Founder Dron Emprit Ismail Fahmi melihat kuatnya gerakan kolektif dari kaum milenial dan generasi Z di media sosial untuk mendesak perbaikan sistem kinerja pemerintahan dan DPR hingga merangkum sikap bersama lewat 17+8 tuntutan rakyat.
“Harapan saya ini ada perubahan di kalangan DPR. Banyak masyarakat yang sudah putus asa ketemu DPR. Demo telah menjadi standing point. Mereka tidak bisa lagi menjadi nomor satu,” ujarnya.
Menurutnya, DPR selama ini sering dianggap warga nomor satu yang bisa bicara apa saja seenaknya, memamerkan kekayaan, dan lainnya. Sementara rakyat kini menuntut akuntabilitas dari DPR dan pemerintah, tidak hanya asal bertindak.
“Perilaku-perilaku flexing, ucapan tanpa nalar, tanpa naluri kemudian perilaku tanpa batas intelektualitas yang kuat yang kemudian hanya sekadar bunyi, itu sudah bukan tempatnya lagi,” ujar Fahmi.
Pengamat politik Universitas Jember (Unej) Muhammad Iqbal memaparkan beberapa solusi untuk mengatasi krisis kepercayaan masyarakat terhadap DPR, pemerintah dan aparat kepolisian terkait dengan gejolak masyarakat yang berujung pada anarkis dan penjarahan beberapa waktu lalu.
“Mengembalikan kepercayaan publik terhadap parlemen bisa dilakukan melalui pelaksanaan fungsi legislasi, penganggaran, dan pengawasan secara maksimal karena selama ini terkesan tumpul,” katanya.
Dalam hal legislasi, lanjut dia, DPR sudah seharusnya mempercepat pengesahan produk undang-undang yang berpihak kepada kepentingan publik karena masyarakat butuh keadilan, supremasi hukum, dan kepastian pemberantasan korupsi hingga akarnya, seperti RUU Perampasan Aset. Kemudian RUU KUHAP yang sedang dibahas harus bisa menjamin kebebasan berekspresi, melakukan kritik, sehingga tidak ada pasal yang mendiskriminasi, dan mengkriminalisasi rakyat.
Partai politik harus melakukan reformasi total terhadap anggotanya di parlemen karena penonaktifan Ahmad Sahroni, Eko Patrio, Nafa Urbach, Uya Kuya, dan Adies Kadir, belum cukup untuk mengembalikan krisis kepercayaan masyarakat.
Jangan sampai atas nama mengatasi anarkisme, semua aksi massa dipukul rata dengan kekerasan represif karena sudah saatnya profesionalitas aparat keamanan mulai dari intelijen sampai petugas di lapangan bekerja demi melindungi dan menjamin kebebasan berekspresi rakyat tanpa represif.
Ketua DPR Puan Maharani menegaskan semua fraksi di DPR sudah berkomitmen melakukan transformasi kelembagaan secara menyeluruh.
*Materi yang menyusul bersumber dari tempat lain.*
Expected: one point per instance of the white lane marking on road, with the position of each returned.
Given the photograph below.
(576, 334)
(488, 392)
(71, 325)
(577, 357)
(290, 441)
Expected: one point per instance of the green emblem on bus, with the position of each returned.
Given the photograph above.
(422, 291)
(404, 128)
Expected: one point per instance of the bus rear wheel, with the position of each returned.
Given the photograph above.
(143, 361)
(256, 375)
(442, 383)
DPR sudah menghentikan tunjangan yang memicu kegaduhan dan memberlakukan moratorium ke luar negeri, kecuali untuk agenda konferensi kenegaraan.
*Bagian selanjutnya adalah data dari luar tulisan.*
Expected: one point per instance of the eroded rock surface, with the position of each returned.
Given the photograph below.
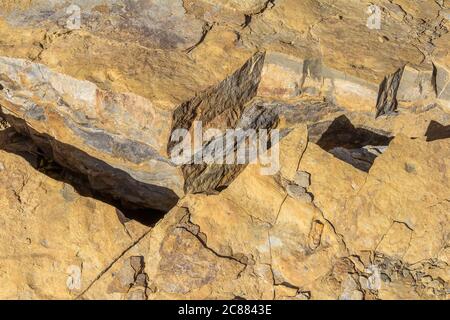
(92, 91)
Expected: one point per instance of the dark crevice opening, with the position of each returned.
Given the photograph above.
(437, 131)
(13, 142)
(356, 146)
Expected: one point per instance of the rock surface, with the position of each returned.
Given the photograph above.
(91, 93)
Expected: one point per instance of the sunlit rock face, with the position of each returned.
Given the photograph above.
(95, 206)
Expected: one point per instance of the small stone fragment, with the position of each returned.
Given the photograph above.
(302, 179)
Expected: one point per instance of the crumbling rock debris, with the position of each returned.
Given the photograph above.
(94, 207)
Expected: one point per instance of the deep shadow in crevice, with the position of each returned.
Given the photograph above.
(342, 133)
(13, 142)
(356, 146)
(437, 131)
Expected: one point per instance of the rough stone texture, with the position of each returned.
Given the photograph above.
(54, 242)
(358, 210)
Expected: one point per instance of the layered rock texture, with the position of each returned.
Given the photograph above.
(94, 206)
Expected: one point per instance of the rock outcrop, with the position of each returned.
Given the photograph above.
(95, 97)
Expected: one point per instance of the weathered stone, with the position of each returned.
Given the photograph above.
(54, 242)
DPR juga sedang memperkuat transparansi melalui sistem digital. Semua laporan kegiatan dan rapat terbuka dapat diakses di situs web DPR.
“Kami sungguh-sungguh ingin melakukan transformasi kelembagaan. DPR harus lebih terbuka, aspiratif, dan akuntabel,” tegas Puan. (bsnn-litbang)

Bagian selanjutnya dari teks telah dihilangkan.